If svchost is being blocked, then it probably is due to switching users. In your rules you have ‘Windows System Applications’ above your custom svchost rule. The Windows System Applications includes svchost and some other system services and the rule allows all outbound connections. In reality, the only part of your custom svchost rule that may be doing anything is the RDP section.

I recall I had to add the svchost allow rule because RDP from the other terminal wasn’t working. I’m pretty sure the Windows System Applications rules were already present but I still had to add it.

I’ll try removing it and see if RDP still works though.

The rule will be needed for inbound connections. The Windows System Applications rule allows outbound connections only.

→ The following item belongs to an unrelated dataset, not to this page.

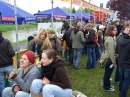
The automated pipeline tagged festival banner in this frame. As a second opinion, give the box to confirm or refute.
[2,16,15,22]
[59,0,112,14]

Ah OK, that’s why it’s there then.

Good catch from Radaghast. Try moving the svchost.exe rule to a place above the rule for Windows System Applications.

What does your rules for svchost.exe look like when written in the following format:
Action:
Protocol:
Direction:

Source Address
Destination Address
Source Port
Destination Port

I’m not sure how that would help? It’s only allowing incoming traffic on the LAN (to allow RDP to work) and blocking external access to port 3389 so surely it doesn’t matter whether it’s above or below.

What does your rules for svchost.exe look like when written in the following format:

Until I can double-check, from memory the Allow LAN rule was:

Action: Allow
Protocol: IP
Direction: In/Out
Source Zone: Home #1
Destination Zone Home #1

Whilst the Block RDP one was:

Action: Block
Protocol: TCP or UDP
Direction: In

Source Address Any
Destination Zone: Home #1
Source Port: Any
Destination Port: 3389

Have you tried manually creating a rule for virtualbox yet?

No. I might be able to access the machine sometime today but I’m not sure yet.

OK, I got on the machine today and tried updating Virtualbox and it popped up a request, so it seems to be OK now. Maybe there was a missed request that was blocking it and rebooting reset it.

I’ve also set it so that cfp.exe only loads for user1 now to avoid any issues with it loading for both users.